2.2.3. TAG Polymers Composition and Content

Oxidized TAG content (Figure 2) increased gradually, starting with unheated oils, through oils heated at 170 °C, and ending with oils heated at 200 °C. Dimers TAG were found only in samples heated at 200 °C (Figure 2); in turn, trimers and oligomers were not detected in any samples. These parameter values corresponded with TPC because oxidized TAG are the predominant component of polar compounds. Oxidized TAG content in nonheated samples ranged from 19.85 (0.1% ES) to 38.97 mg·g oil−1 (10% CP). There was no difference in protective effect between samples heated at 170 °C (58.48–63.74 mg·g oil−1); only the 20% CP sample had a significantly (p < 0.05) higher level (94.85 mg·g oil−1). Simultaneously, a statistically significant (p < 0.05) protective effect in decreasing oxidized TAG content at 200 °C was observed for 10% CP, which reached the lowest level (94.88 mg·g oil−1). However, this effect was not observed for the other samples; indeed, the higher concentration of cold-pressed increased oxidized TAG content. Moreover, 10% CP showed the lowest dimers content (5.81 mg·g oil−1) and differed significantly (p < 0.05) from other samples. According to our previous investigation, the addition of a tea-and-fruits extract [15] or, based on other authors’ study, camellia oleifera seed cake extract [44] can significantly reduce the polymers level in frying oil. Nevertheless, the low solubility of these additives limits prominently the possibility of their practical application. Next, research showed that fat-soluble substances like nutmeg [43], mentha spicata [14], and gardenia jasminoides fruits [42] essential oils exhibited considerable anti-polymerization activity, and it can be assumed that this is the consequence of the oxidative stability effect of their components (limonene or carvacrol methyl ether). Furthermore, Rodríguez, et al. [45] deep-frying sacha inchi cold-pressed oil had a significantly lower polymerization level than soybean oil, despite a high PUFA level (α-linolenic acid 53.8% and linoleic acid 33.4%). This was related to high tocopherol content and proved that sacha inchi cold-pressed oil is suitable for short-term deep-frying.

3. Principal Component Analysis (PCA)

The results of PCA indicated that the first two principal components (PC1 × PC2) explain 90.7% of the variance in the original data.

As showed in Figure 3A, PC1 (71.8% of the total variance) was positively correlated with total tocopherols (0.980972), α-tocopherol (0.930), β-tocopherol (0.776), γ-tocopherol (0.987), δ-tocopherol (0.943), and PC-8 (0.993) content. Subsequently, it was negatively correlated with TPC (−0.946), oxidized TAG (−0.955), and dimers (−0.819) content. In turn, PC2 (18.9% of the total variance) was positively correlated with α- tocotrienol (0.919) and β-tocotrienol (0.938) content.

Figure 3

The changes Score plot (A) and loading plot (B) of principal component analysis (PCA) for data from α-, β-, γ-, and δ-tocopherols (T), plastochromanol-8 (PC-8), tocochromanols (tocol), total polar compounds (TPC), oxidized triacylglycerol (oxidized TAG), and dimers triacylglycerol (dimers TAG).
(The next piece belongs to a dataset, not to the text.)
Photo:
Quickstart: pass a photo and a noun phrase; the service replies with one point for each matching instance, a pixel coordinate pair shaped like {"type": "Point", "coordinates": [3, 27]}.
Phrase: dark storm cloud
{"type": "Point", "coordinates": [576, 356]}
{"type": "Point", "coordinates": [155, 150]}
Most tested samples were distributed along with factor 1 axis into three major clusters (Figure 3B), except for the three samples CP10% 0 °C, CP20% 0 °C, and CP20% 170 °C, which were classified as outliers. Cluster 1 (red area) contained three nonheated samples with high total tocopherols content and low TPC and dimers content, related to the positive zone of the F1-axis. Cluster 2 (blue area) included four samples heated at 170 °C and characterized by lower total tocopherols content and higher TPC and dimers content, in the middle zone of the F1-axis. Finally, cluster 3 (yellow area) embraced five samples heated at 200 °C which were the most degraded, associated with a negative zone of the F1-axis.

4. Materials and Methods

4.1. Research Material

Refined rapeseed oil without additives (RwA) was purchased at a grocery store, and cold-pressed black cumin oil (CP) was delivered directly from an oil manufacturer.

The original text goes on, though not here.